Having spent a year living in one part of the Colombian campo, I can't help but make comparisons when I visit other parts of rural Colombia, even when those parts are in the Amazon, where I was just on a little vacation.
As we trudged through muddy jungle paths, I mentally checked off the trees I recognized (plantain, lulo, chontaduro) and those I didn't (açaí, palo de sangre). The mud was still pretty much the same as in the northern Colombian campo, as was the resulting need to wear knee-high rubber boots when traipsing through it. They eat a lot of friend food here as well, especially patacones (friend plaintains), but I was not used to, and happily devoured, the multitudes of fish that abound. Words for some things are also different. Here they refer to as peruches the homemade popsicles that in the "interior" (read: every other part of Colombia) they call bolis.

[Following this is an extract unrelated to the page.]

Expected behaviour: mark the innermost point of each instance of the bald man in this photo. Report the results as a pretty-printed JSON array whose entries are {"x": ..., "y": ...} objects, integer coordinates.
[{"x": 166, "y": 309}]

One principal difference is the strong indigenous presence. A big chunk of this section of the Amazonas department is part of resguardos, which are much like Native American reservations in the U.S. Such a strong indigenous influence is not typical in most parts of Colombia, but here it is quite evident: in the faces of the people, or in the Ticuna and Yegua words one sees on school walls.
The Amazon river is of course the focal point of the region. It provides the transportation, the sustenance, and the employment for nearly every inhabitant. Even the indigenous cosmology is influenced by the centrality of the river to everyday life. One of the local indigenous tribes, for example, believes that what we know as the Milky Way was created by the bubbles generated by the tail of a manatee swimming across the sky. And the coolest part, I think, is that the river is inhabited by pink dolphins!!! Yes, pink. When they are young they are grey but as they age their skin turns into a very rosy pink. They're quite magical, and have understandably inspired lots of myths among the locals. A principle legend describes how at a party that brought together outlying villages from all over the Amazon river region, a stranger showed up and started hitting on all the women, but then disappeared before the party ended. The next time he came, they got him drunk enough that he passed out instead of disappearing, and they discovered that at dawn he turned back into the pink dolphin that he really was. Statues and paintings of pink dolphins with, ahem, certain human characteristics therefore abound.
Set among the triple-borders of Peru, Colombia and Brazil, this region is also a fascinating mix of cultures. The influence of Brazilian culture is easiest to identify, given the linguistic difference, but I could also identify it in the sambas that play alongside vallenatos on the radio and park benches painted with the three countries' flags that line the sidewalks. It´s quite easy to hop (or boat) over to the other countries´ border towns, so we took advantage in order to have dinner in Brazil and lunch in Peru. Mmmm, Brazilian caipirinhas and Peruvian ceviche!